Transcript
Podcast Host (0:00)
At a high level.
David (0:00)
How do you explain Micro One?
Ali (0:02)
Micro one is the AI platform for human intelligence. So what that means is we vet highly skilled people, mainly PhDs, professors and industry experts, mainly in medical, finance and legal, but also many other domains. And we help train frontier large language models. So you could think of the AI labs, the way they're kind of improving their model capabilities is by gathering net new human data for their post training pipelines. And we help them gather that net new human data.
David (0:33)
And who are your customers?
Ali (0:35)
Customers are the frontier labs that build foundational models and we also have enterprise customers, you know, Max 7 and kind of Fortune 500 broadly that are building also foundational models but, but also they're building enterprise agents that we help them evaluate and kind of get ready for production.
David (0:55)
One of the reasons I wanted to chat today is because upstream of the LMs improving, there's these improvements to the models. Maybe you could unpack on why are LM models improving and how much of that is this recursive AI improving itself and how much of it is the PhDs and these other professionals?
Ali (1:17)
It's almost entirely human humans that teach the models in some way or another. Of course that started with the pre training phase where humans taught models by first creating the Internet. Of course that was the, you know, the largest set of human data that we, that we had initially, which the models kind of took a unsupervised route of training. And you know, that was kind of the initial, initial stage of the foundational models. And, and then afterwards where the models really got useful is when humans kind of started to do a bunch of preference labeling, kind of choosing which answer is better and so forth based on the model responses.
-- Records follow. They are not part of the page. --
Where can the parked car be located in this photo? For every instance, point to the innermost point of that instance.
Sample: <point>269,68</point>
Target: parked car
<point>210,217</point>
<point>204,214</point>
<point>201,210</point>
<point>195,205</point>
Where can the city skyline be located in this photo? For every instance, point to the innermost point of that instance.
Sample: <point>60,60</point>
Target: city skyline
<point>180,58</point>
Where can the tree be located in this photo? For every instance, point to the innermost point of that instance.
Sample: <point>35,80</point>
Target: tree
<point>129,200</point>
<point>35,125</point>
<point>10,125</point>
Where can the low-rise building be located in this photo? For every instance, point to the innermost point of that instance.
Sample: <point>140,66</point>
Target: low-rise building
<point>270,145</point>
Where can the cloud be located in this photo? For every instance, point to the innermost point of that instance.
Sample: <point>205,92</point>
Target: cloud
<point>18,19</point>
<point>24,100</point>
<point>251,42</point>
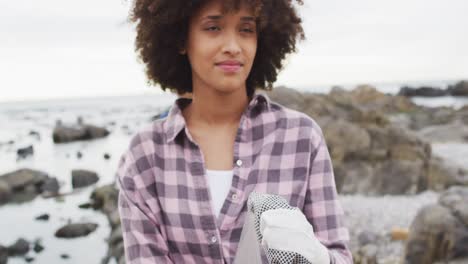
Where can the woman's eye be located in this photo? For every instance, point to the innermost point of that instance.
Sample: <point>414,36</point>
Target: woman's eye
<point>213,28</point>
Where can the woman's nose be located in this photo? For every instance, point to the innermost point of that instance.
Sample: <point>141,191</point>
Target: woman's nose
<point>231,44</point>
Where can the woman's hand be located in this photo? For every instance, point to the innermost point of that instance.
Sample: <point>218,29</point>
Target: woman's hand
<point>289,230</point>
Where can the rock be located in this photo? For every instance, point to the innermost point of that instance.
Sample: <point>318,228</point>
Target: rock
<point>456,199</point>
<point>63,134</point>
<point>346,139</point>
<point>399,233</point>
<point>85,205</point>
<point>105,198</point>
<point>370,154</point>
<point>116,236</point>
<point>117,251</point>
<point>441,175</point>
<point>50,186</point>
<point>354,177</point>
<point>5,192</point>
<point>397,177</point>
<point>25,152</point>
<point>20,247</point>
<point>437,232</point>
<point>76,230</point>
<point>20,179</point>
<point>35,134</point>
<point>114,218</point>
<point>460,89</point>
<point>455,131</point>
<point>43,217</point>
<point>367,237</point>
<point>83,178</point>
<point>366,255</point>
<point>38,247</point>
<point>422,91</point>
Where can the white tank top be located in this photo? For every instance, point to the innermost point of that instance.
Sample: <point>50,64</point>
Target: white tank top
<point>219,182</point>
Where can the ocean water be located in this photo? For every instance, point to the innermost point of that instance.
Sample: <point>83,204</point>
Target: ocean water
<point>123,116</point>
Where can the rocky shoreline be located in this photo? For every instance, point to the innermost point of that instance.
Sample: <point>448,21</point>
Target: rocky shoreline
<point>391,183</point>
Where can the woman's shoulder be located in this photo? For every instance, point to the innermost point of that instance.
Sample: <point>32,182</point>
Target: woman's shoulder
<point>295,119</point>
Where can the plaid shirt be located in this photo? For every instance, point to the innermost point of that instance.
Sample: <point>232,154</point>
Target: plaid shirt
<point>164,200</point>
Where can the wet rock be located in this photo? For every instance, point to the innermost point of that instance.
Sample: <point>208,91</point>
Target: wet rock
<point>43,217</point>
<point>85,205</point>
<point>105,198</point>
<point>25,152</point>
<point>459,89</point>
<point>455,131</point>
<point>20,179</point>
<point>5,192</point>
<point>441,175</point>
<point>20,247</point>
<point>38,247</point>
<point>367,237</point>
<point>50,186</point>
<point>371,154</point>
<point>439,231</point>
<point>423,91</point>
<point>76,230</point>
<point>366,255</point>
<point>35,134</point>
<point>63,134</point>
<point>83,178</point>
<point>21,185</point>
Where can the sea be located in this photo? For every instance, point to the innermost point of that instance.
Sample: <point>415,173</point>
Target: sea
<point>123,116</point>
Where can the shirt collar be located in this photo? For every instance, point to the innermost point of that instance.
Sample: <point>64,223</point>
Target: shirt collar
<point>175,121</point>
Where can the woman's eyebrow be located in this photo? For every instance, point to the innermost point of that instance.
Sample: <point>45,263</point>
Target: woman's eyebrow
<point>218,17</point>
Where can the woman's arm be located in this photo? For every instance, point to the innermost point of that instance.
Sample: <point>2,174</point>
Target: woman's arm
<point>322,207</point>
<point>143,241</point>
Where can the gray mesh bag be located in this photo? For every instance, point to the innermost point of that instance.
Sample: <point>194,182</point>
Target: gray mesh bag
<point>251,237</point>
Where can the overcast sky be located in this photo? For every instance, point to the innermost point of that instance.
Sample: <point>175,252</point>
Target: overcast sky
<point>56,48</point>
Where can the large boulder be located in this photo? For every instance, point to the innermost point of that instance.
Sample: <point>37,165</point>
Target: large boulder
<point>25,184</point>
<point>459,89</point>
<point>423,91</point>
<point>83,178</point>
<point>76,230</point>
<point>63,133</point>
<point>439,232</point>
<point>371,154</point>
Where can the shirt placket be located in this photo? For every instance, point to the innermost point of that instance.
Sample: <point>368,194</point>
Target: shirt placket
<point>207,218</point>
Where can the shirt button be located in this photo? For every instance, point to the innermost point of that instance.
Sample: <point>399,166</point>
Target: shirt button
<point>213,239</point>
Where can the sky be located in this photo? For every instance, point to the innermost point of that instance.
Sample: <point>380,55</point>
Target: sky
<point>85,48</point>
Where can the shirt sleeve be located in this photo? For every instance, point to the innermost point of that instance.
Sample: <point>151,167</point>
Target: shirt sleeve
<point>322,207</point>
<point>141,231</point>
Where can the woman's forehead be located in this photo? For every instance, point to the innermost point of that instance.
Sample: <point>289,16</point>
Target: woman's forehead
<point>217,8</point>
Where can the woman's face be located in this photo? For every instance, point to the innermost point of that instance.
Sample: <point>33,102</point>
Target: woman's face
<point>221,47</point>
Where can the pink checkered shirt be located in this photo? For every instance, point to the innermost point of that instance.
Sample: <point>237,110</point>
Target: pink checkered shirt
<point>164,200</point>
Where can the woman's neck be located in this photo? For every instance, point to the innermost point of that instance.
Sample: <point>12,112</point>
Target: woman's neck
<point>215,110</point>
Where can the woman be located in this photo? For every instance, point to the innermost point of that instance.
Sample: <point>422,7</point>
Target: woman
<point>184,180</point>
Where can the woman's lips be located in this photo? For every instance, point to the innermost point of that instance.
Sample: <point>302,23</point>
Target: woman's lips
<point>229,67</point>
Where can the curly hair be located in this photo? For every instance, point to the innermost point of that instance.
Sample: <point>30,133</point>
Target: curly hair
<point>162,28</point>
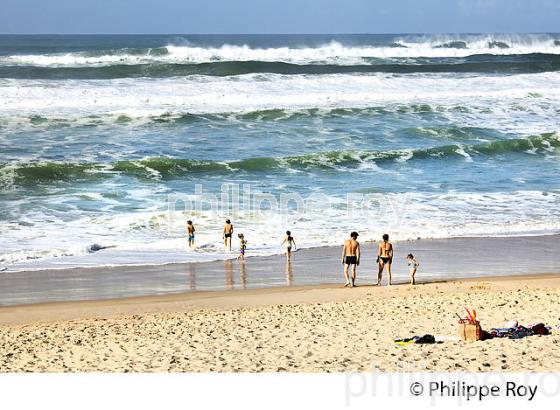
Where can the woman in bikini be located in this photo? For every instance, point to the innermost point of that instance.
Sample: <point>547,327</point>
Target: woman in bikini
<point>290,244</point>
<point>384,257</point>
<point>228,231</point>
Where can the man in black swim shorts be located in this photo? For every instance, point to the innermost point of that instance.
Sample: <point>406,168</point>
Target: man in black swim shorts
<point>351,257</point>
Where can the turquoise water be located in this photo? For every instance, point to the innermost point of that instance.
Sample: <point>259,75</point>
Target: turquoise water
<point>446,135</point>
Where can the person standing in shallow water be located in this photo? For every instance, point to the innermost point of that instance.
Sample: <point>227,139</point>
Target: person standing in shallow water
<point>190,233</point>
<point>351,257</point>
<point>384,258</point>
<point>227,233</point>
<point>290,244</point>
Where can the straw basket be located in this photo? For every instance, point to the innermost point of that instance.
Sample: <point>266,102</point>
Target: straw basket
<point>468,331</point>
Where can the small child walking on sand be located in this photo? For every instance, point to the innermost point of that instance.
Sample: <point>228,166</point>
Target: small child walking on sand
<point>242,247</point>
<point>412,267</point>
<point>290,244</point>
<point>190,232</point>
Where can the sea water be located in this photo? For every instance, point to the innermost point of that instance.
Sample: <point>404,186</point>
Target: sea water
<point>105,140</point>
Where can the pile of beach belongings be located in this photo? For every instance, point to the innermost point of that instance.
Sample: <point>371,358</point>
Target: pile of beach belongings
<point>514,330</point>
And then once we pass that phase, now we're in this kind of expert data training where humans are creating really complex data from scratch, whether it's doctors, lawyers, finance experts and investment banking and other areas.
David (2:13)
2025 was supposed to be this year of AI agents. Some people think it's going to happen 2026. What needs to happen for AI agents to gain traction in the general market?
Ali (2:25)
Really there's just one fundamental bottleneck that needs to be resolved and that is enterprises need to dedicate large portions of their product budget and really just implement in their product workflow this notion of evaluations. And so what I mean by that is if you think about like what does product development look like in any given enterprise or just any company in general, there's usually a phase of design. You design, you know, whatever software you're trying to build, there's some approval processes and then you get into development, the programmer develops it, there's full stack, back end development, front end development, et cetera. And then you put that into some QA engineering phase where there's a, usually one QA engineer that goes in and kind of tests the product, says, okay, this works. And it's kind of a binary thing like the software either works or it doesn't, and then, and then it goes into production. And that needs to change. And the part that needs to fundamentally change is the QA part where there's no more, just one QA engineer going in and saying, okay, this software works and we can put it to production. But instead there needs to be an evaluation framework for each of the actions that the probabilistic software needs to do. In other words, the agent needs to do because the agent, there's no notion of the agent works or doesn't work. It's instead, what is the action space of this agent? What are all the things that I want it to do and what are all things that it should do? And basically what the experts do is they, you know, they create human data to measure exactly the capabilities of each of those functions. And then once the, once the threshold is met, then the agent can move into production with confidence. What's happening right now is that there's a lot of good demos because if the agent works 1 out of 5 times or 1 out of 10 times, you, you'll just record that 1 out of 5 and it looks really impressive. But then it doesn't work four out of the five times, and you cannot have that in production.